Aile olarak sizi küçük görenler, olumsuz davrananlar oldu mu?
Babamlara “düşük” denirdi, bize de “kuyruk”. Bir de “Yassıada dulları” derlerdi. İnsanlar mevki sahibiyken yakın durmak adetimiz yoktu. Berrin Menderes’le resmi ziyaretlerin dışında gelip gitmezdik. 27 Mayıs’tan sonra neredeyse her gün ziyaretine gittik.
Bakmak yok, konuşmak yok, işaret yok...
Siz nasıl izliyordunuz duruşmaları?
Sabaha karşı üçte irtibat sırasından giriş kartı almak gerekiyordu. Benim için çok acıklı bir durumdu, mahşerde herkes kendi derdine düşer denir ya, orası da mahşer gibiydi. Herkes mecbur kendi derdine düşüyordu. Koşarak gittiğimi ve benden daha yaşlıları arkamda bıraktığımı hatırlıyorum. İnsan üzülüyor ama mecbur kalıyor bunu yapmaya. Yüreğimiz havada bekliyorduk. Olur da götürmezler diye. Bizim için yer falan mühim değildi. Tembihliydik; gördüğümüzde bakmak yok, konuşmak yok, işaret yok. Sadece bir göz teması. Sadece başının arkasını görürdüm, onu da hafızama nakşederdim. Babamı yüz yüze ilk kez 8 ay sonra görebildik. Sadece sarıldık. Ondan sonraki görüş de bir 8 ay daha sonraydı.
Annem o kadar yıl nasıl yaşadı bilmiyorum
Son yıllarda 27 Mayıs’ın tartışılmasını nasıl değerlendiriyorsunuz?

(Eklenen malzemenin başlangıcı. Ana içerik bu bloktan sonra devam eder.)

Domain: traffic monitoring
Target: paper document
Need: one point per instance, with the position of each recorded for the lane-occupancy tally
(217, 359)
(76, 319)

Allah’a şükrediyoruz. Bunu büyük bir lütuf olarak görüyoruz. Yıllarca bunun için dua ettik. 27 Mayıs’tan sonra sadece DP’nin arkasından konuşmak serbestti. 50’liyle 60 arası yaşanmamış sayıldı. Artık çok ümitleniyorum bunlar konuşuldukça. Annem o kadar sevgiden, bağlılıktan sonra babamsız o kadar yıl nasıl yaşadı bilmiyorum. Bizim evde hiç depresif bir hava olmadı, hayata hiç küsmedik. Annem her an onunla birlikte gibi yaşadı. Allah’a ve eşine kavuşmak için çok bekledi.